MMS Multi‐Point Analysis of FTE Evolution: Physical Characteristics and Dynamics

Abstract Previous studies have indicated that flux transfer events (FTEs) grow as they convect away from the reconnection site along the magnetopause. This increase in FTE diameter may occur via adiabatic expansion in response to decreasing external pressure away from the subsolar region or due to a continuous supply of magnetic flux and plasma to the FTEs' outer layers by magnetic reconnection. Here we investigate an ensemble of 55 FTEs at the subsolar magnetopause using Magnetospheric Multiscale (MMS) multi‐point measurements. The FTEs are initially modeled as quasi‐force‐free flux ropes in order to infer their geometry and the spacecraft trajectory relative to their central axis. The MMS observations reveal a radially‐inward net force at the outer layers of FTEs which can accelerate plasmas and fields toward the FTE's core region. Inside the FTEs, near the central axis, plasma density is found to decrease as the axial net force increases. It is interpreted that the axial net force accelerates plasmas along the axis in the region of compressing field lines.

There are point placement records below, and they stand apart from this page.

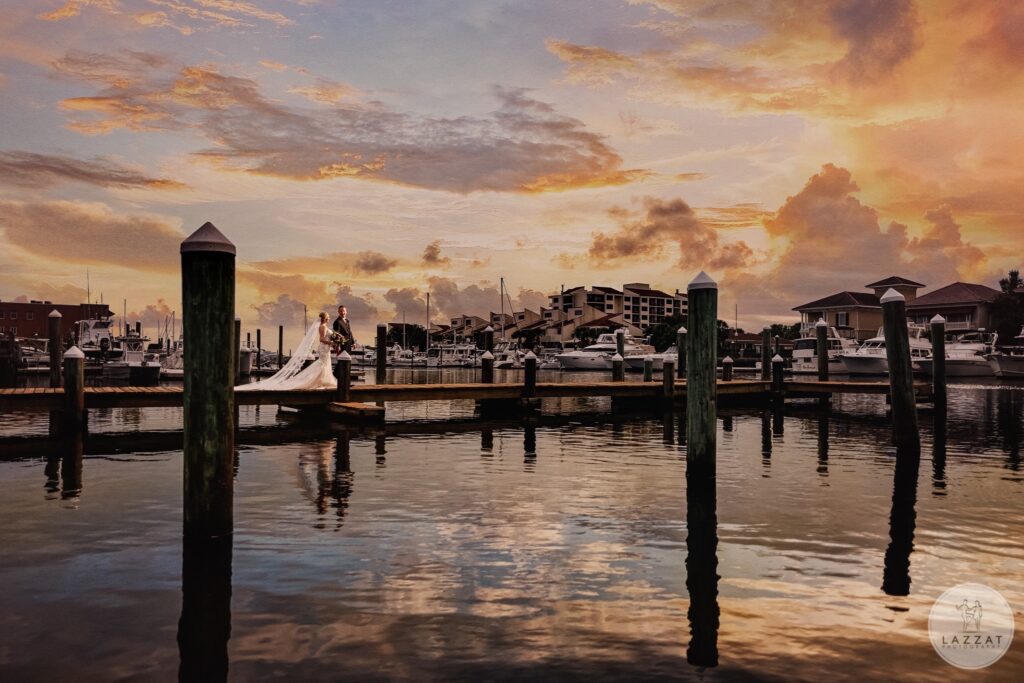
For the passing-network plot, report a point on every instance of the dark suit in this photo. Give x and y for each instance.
(342, 328)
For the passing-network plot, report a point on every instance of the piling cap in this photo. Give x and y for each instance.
(892, 295)
(208, 239)
(701, 282)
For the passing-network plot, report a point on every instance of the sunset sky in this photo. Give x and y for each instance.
(371, 151)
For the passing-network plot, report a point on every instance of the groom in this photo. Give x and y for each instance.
(342, 327)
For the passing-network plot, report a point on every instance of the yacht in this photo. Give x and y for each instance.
(805, 353)
(869, 357)
(598, 355)
(967, 355)
(1009, 361)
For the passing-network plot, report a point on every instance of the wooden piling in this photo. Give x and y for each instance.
(281, 346)
(381, 375)
(210, 370)
(701, 384)
(487, 368)
(343, 373)
(529, 376)
(74, 418)
(681, 352)
(900, 373)
(766, 354)
(617, 369)
(939, 360)
(821, 335)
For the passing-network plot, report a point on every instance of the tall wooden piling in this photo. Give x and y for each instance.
(821, 337)
(381, 375)
(529, 376)
(487, 368)
(681, 352)
(701, 382)
(343, 373)
(617, 369)
(74, 418)
(939, 360)
(210, 370)
(900, 373)
(281, 346)
(766, 354)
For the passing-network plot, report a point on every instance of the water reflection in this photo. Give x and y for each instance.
(205, 626)
(902, 518)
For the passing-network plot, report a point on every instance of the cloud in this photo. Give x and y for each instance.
(524, 145)
(432, 255)
(645, 236)
(27, 169)
(91, 232)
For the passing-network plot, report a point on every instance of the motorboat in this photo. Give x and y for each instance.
(599, 354)
(967, 355)
(869, 357)
(805, 353)
(1008, 361)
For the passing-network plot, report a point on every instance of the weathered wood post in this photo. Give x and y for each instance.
(821, 335)
(701, 381)
(939, 360)
(777, 384)
(766, 354)
(617, 369)
(211, 369)
(281, 346)
(529, 376)
(487, 368)
(681, 352)
(381, 374)
(74, 418)
(900, 373)
(343, 373)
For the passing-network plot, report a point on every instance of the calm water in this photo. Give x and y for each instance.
(553, 551)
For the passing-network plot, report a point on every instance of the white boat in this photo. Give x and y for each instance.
(1009, 361)
(805, 353)
(869, 357)
(598, 355)
(967, 355)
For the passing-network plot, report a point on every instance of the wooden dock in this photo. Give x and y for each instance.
(46, 399)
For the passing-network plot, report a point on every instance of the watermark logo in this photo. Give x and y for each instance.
(971, 626)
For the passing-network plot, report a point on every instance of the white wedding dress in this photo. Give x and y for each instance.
(293, 377)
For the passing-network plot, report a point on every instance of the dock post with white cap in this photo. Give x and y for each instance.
(939, 360)
(211, 368)
(701, 382)
(900, 373)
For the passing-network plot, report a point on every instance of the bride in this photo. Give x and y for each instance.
(292, 376)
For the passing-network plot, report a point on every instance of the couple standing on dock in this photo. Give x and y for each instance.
(320, 374)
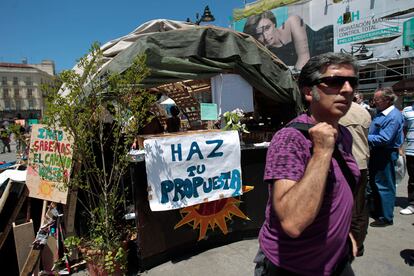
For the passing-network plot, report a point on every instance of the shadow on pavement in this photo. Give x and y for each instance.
(401, 202)
(408, 256)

Statistical analysis of the MMS observations of the 55 FTEs indicates that plasma pressure, P th , decreases with increasing FTE diameter, λ , as P th , obsv  ∝ λ −0.24 . Assuming that all 55 FTEs started out with similar diameters, this rate of plasma pressure decrease with increasing FTE diameter is at least an order of magnitude slower than the theoretical rate for adiabatic expansion (i.e., P th , adiab .  ∝  λ −3.3 ), suggesting the presence of efficient plasma heating mechanisms, such as magnetic reconnection, to facilitate FTE growth.